Trump, congressional leaders end meeting no closer to averting a government shutdown
President Trump and Democratic congressional leaders ended their high-stakes meeting Monday without a plan for averting a government shutdown that will begin Wednesday morning.
Democratic leaders left the meeting citing “large differences” with Republicans on their health care priorities, while Republicans predicted a shutdown would happen because Democrats wouldn’t drop their left-wing demands.
“I think we’re headed into a shutdown, because the Democrats won’t do the right thing,” said Vice President J.D. Vance, who attended the meeting. “I hope they change their mind, but we’re going to see.”
Senate Majority Leader John Thune, South Dakota Republican, described the Democrats’ tactics as “pure and simple hostage taking.”
Democrats showed no signs of budging from their demands, which include extending pandemic-era Obamacare subsidies, rolling back GOP cuts to Medicaid and stopping the Trump administration from ignoring congressional spending directives.
“We have very large differences on health care and on their ability to undo whatever budget we agree to through recissions and through impoundment,” Senate Democratic leader Charles E. Schumer of New York said after the meeting.
He said Mr. Trump heard Democrats’ objections to funding the government without a solution to address rising health care costs as they laid out the consequences of inaction.
“By his face and by the way he looked, I think he heard about them for the first time – the closing of rural hospitals, the fact that so many clinics are closing,” Mr. Schumer said.
Those consequences, Democrats say, come from Republicans cutting federal funding for Medicaid in their One Big Beautiful Bill. Republicans say the Medicaid changes shore up the program by requiring able-bodied adults to work and preventing benefits from going to illegal immigrants.

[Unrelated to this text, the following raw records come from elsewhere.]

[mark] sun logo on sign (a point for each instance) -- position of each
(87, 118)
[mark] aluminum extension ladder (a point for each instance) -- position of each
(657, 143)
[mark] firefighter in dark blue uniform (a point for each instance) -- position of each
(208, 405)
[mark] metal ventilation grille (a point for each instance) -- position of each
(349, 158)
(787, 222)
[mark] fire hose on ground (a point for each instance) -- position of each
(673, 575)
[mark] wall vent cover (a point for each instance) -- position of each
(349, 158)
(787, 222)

Democrats are also worried about the looming expiration of their COVID-19 expansion of Obamacare subsidies. Mr. Schumer said people will pay $400 more a month, close to $5,000 a year on premiums, if Congress does not extend the enhanced subsidies, which cap premium costs at 8.5% of household income.
While Democrats laid out their asks, they said Mr. Trump did not commit to anything.
House Democratic leader Hakeem Jeffries of New York said the discussion with Mr. Trump and GOP congressional leaders was “frank and direct” but ended with “significant and meaningful differences” between the two parties.